Plasma levels of Keratinocyte Growth Factor, a proangiogenic protein, are significantly elevated for 3 weeks after minimally invasive colorectal resection (MICR) for cancer

Hmc Shantha Kumara, PhD1, Hiromichi Miyagaki, MDPhD2, David Giata, BS1, Xiaohong Yan, PhD1, Linda Njoh, PhD1, Cekic Vesna, RN1, Melissa M Alvarez-Downing, MD1, Richard L Whelan, MD1. 1Department of Surgery, Mount Sinai Roosevelt Hospital, New York, NY 10019, USA, 2Department of Gastroenterological surgery,Osaka University,Osaka, 565-0871 Japan.

Introduction: Human Keratinocyte Growth Factor (KGF), also known as Fibroblast Growth Factor (FGF) 7, is a single chain, heparin-binding FGF family protein. KGF is produced by cells of mesenchymal origin yet has its effect on epithelial cell subpopulations, keratinocytes for example, which express the KGF cell surface receptor (KGF-R) which has tyrosine kinase activity. It is thought to be a paracrine promoter of epithelial cell proliferation and differentiation. KGF also plays a role in the epithelialization phase of wound healing during which keratinocytes line the wound. KGF expression has been noted in colorectal cancers (CRC) and is thought to support tumor cell proliferation and invasion. Overexpression of endogenous KGF has been noted in well differentiated CRC and is associated with increased VEGF-A production. MICR has been associated with persistent proangiogenic plasma protein changes that may stimulate the growth of residual cancer after surgery. Surgery’s impact on KGF levels is unknown. This study’s purpose was to evaluate plasma KGF levels during the first month after MICR for CRC.

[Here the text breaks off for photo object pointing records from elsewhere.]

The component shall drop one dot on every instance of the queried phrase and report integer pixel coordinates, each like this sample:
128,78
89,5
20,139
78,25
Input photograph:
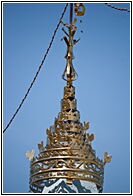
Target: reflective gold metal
68,153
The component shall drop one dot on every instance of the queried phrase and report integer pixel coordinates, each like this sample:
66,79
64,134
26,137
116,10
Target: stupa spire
68,162
69,73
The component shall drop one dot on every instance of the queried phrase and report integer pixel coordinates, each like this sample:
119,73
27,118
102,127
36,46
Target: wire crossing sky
102,61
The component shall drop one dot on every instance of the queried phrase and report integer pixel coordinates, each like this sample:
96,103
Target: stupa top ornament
68,158
69,72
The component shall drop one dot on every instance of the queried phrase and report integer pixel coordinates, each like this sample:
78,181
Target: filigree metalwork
68,153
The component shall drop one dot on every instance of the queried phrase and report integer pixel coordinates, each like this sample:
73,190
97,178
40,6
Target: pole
71,12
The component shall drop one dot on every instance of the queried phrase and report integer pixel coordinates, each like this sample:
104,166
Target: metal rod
71,12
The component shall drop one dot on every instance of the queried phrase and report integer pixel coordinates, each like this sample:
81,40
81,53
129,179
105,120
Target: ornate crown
68,153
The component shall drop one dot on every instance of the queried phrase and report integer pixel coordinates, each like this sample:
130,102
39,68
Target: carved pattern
68,152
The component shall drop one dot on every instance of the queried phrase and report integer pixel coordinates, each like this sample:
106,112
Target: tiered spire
68,153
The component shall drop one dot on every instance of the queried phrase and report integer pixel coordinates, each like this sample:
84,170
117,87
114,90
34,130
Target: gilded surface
68,153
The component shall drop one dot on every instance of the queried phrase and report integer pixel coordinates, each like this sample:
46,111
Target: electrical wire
114,7
52,39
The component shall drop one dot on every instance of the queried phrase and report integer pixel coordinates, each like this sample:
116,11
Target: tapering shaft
71,12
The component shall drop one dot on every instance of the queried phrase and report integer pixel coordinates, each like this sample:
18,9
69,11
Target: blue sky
102,61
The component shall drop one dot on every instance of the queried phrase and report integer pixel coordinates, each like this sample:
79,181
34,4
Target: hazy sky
102,61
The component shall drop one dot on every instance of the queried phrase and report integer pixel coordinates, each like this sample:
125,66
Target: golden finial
69,73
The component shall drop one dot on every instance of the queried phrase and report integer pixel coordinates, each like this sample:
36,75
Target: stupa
68,163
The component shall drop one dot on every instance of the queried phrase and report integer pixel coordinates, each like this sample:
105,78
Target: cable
114,7
52,39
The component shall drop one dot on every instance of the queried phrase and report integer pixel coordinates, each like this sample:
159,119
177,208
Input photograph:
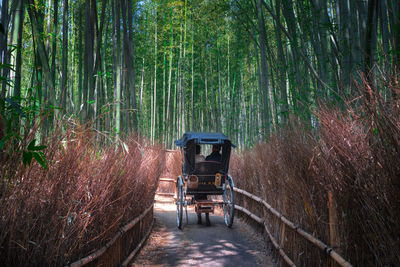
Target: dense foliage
164,67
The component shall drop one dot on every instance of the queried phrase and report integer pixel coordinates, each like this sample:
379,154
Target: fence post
334,238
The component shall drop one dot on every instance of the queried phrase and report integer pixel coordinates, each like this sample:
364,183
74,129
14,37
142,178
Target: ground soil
201,245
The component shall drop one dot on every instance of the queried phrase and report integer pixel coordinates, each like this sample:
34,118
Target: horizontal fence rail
88,260
330,251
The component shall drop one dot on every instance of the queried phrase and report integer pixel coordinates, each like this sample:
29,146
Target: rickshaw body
202,179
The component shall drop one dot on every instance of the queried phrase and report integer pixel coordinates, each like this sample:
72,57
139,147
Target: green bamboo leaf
38,148
31,145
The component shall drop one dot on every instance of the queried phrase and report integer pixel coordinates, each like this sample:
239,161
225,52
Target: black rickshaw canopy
203,138
189,141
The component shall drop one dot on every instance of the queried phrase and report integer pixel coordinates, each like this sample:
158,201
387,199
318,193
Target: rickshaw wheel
179,206
229,204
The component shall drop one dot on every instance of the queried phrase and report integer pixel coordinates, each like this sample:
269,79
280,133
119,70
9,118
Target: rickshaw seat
207,167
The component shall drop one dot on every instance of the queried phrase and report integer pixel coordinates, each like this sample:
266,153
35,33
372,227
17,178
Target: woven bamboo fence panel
330,252
121,249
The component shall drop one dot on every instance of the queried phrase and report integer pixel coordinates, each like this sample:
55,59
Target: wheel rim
229,205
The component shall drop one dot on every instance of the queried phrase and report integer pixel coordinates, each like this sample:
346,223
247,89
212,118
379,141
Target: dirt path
200,245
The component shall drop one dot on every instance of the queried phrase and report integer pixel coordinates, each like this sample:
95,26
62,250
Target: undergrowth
53,217
355,159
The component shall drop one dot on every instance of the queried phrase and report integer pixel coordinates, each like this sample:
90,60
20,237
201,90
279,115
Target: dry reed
355,158
51,218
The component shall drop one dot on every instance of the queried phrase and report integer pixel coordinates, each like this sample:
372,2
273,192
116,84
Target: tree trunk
263,68
64,73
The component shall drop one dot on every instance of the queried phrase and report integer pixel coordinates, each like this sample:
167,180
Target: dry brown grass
355,156
50,218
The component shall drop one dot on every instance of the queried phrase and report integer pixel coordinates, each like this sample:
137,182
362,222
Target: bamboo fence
321,245
119,249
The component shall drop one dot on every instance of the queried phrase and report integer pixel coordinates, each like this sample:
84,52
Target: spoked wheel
229,203
179,204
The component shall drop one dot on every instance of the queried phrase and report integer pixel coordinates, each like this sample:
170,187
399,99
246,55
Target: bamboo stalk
331,252
271,237
98,253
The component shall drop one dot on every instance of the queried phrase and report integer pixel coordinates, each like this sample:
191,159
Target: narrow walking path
200,245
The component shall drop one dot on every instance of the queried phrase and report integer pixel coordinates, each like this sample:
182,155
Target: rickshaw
202,180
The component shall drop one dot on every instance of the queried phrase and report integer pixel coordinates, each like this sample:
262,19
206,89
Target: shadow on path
200,245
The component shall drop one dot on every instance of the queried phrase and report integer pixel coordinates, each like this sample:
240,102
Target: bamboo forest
94,93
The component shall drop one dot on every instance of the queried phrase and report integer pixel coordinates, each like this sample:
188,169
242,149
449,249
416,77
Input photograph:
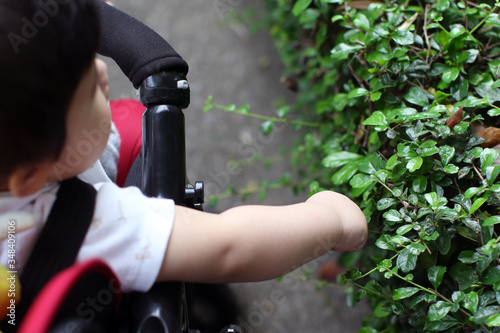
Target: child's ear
26,180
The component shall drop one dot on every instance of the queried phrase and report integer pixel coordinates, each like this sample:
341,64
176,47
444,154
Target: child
55,124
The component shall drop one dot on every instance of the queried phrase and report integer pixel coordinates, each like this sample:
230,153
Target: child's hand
102,77
354,226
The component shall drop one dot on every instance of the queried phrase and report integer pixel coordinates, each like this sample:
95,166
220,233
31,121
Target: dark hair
45,47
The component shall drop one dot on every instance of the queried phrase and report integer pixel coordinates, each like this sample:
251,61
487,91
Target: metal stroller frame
161,169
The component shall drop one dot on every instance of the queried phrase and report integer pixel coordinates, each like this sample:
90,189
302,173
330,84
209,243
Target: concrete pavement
238,67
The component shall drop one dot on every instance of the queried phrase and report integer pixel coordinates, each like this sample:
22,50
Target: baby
55,97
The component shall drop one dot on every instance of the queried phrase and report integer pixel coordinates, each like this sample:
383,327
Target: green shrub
397,95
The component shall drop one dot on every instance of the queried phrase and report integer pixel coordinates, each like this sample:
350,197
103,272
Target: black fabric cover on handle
138,50
59,242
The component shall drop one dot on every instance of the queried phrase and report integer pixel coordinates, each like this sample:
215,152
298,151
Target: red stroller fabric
127,116
57,294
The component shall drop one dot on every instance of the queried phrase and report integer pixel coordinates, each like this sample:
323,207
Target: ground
237,66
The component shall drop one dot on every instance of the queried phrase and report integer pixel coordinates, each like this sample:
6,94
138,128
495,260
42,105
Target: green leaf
401,293
419,184
357,93
488,157
491,276
477,204
438,310
361,180
471,301
300,6
472,191
361,21
446,153
384,242
486,91
451,169
484,313
404,229
345,173
414,164
342,50
403,37
492,173
417,96
435,275
450,74
469,257
385,203
376,119
337,159
491,221
267,127
393,216
494,321
445,323
406,261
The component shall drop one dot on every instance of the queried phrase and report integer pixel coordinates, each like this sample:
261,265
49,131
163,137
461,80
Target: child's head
47,51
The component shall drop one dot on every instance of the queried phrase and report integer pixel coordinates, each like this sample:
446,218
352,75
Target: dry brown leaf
456,118
492,136
331,270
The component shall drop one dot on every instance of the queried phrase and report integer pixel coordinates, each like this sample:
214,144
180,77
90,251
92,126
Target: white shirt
129,231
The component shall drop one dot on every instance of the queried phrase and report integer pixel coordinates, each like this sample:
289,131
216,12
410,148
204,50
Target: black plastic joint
165,88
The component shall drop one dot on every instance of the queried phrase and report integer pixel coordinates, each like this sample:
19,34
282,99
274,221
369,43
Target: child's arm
253,243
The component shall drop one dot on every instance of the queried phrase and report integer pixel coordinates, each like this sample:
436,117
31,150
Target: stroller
87,297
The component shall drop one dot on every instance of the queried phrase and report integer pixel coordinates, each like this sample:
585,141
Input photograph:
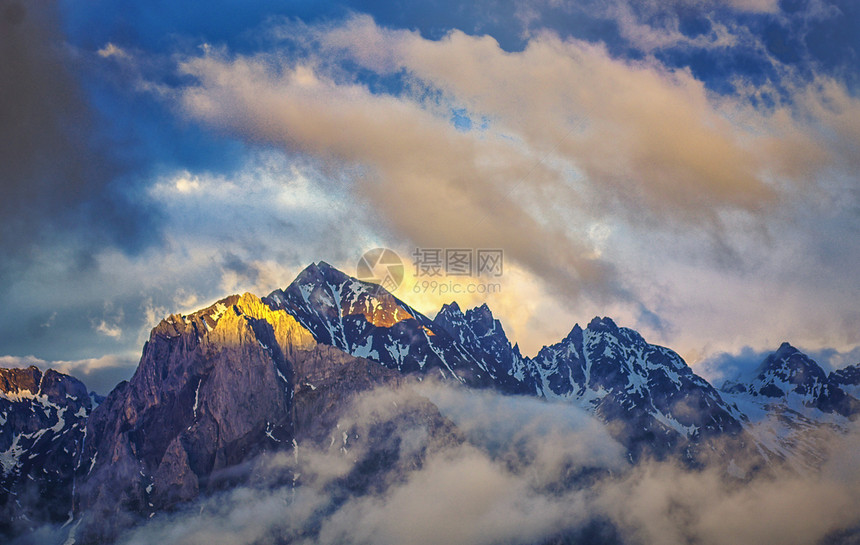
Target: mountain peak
602,324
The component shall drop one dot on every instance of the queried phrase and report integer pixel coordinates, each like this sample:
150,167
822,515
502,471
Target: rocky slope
220,389
42,431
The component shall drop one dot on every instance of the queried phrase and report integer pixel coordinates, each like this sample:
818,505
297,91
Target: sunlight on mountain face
467,242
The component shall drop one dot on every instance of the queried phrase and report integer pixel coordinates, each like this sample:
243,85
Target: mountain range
247,377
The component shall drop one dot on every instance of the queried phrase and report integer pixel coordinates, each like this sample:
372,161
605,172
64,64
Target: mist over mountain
331,411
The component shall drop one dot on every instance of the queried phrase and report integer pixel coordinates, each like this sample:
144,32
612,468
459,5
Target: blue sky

Method: CRC patients enrolled in an IRB approved data/plasma bank who underwent elective MICR for whom plasma samples were available were studied. Clinical and pathologic data were reviewed. Blood samples were collected preoperatively (preop) and at a variety of post-operative (postop) time points. Plasma was isolated and stored at -80°C. Late samples were bundled into 7 day blocks and considered as single time points. KGF levels (pg/ml) were determined in duplicate via ELISA and reported as mean± SD. The paired t-test was used for statistical analysis (significance p<0.008 after Bonferroni correction).

Results: Preop and, at least, 1 late postop plasma sample were available for 80 MICR CRC patients (colon 61%; rectal 39%; 37 male /43 female, mean age 65.8± 13.3 years). The mean incision length was 6.5±2.6 cm, mean operative time 295.0± 129.9min, and mean length of stay was 6.5±2.6 days. The final cancer staging breakdown was; Stage I, 29%, Stage II, 34%, stage III, 32% and stage IV, 5%. The mean preop KGF level was 17.7± 8.3 pg/ml. When compared to preop levels, significantly elevated (p<0.0001) mean levels (pg/ml) were noted on postoperative day (POD) 1 (24.7± 12.8; n=80), POD 3 (27.3±18.3, n=76), POD7-13 (23.4±12.6, n=50), and POD14-20(23.6±12.1, n=33). No significant difference in plasma KGF levels were noted for the POD 21-27 (19.2 ±6.6, n=15, p=.03) and POD28-34 (vs. PreOp, p=0.3) time blocks.

Conclusion: Plasma KGF levels were significantly elevated over baseline for 3 weeks after MICR for CRC. The early rise after surgery may be due to the short lived acute inflammatory response, however, the elevation noted during weeks 2 and 3 may is more likely related to wound healing in which KGF plays a role. The KGF increase, together with similar persistent post MICR elevations in blood levels of VEGF, PlGF, ANG2, etc. may stimulate angiogenesis in residual tumor deposits after surgery. Further investigation is needed.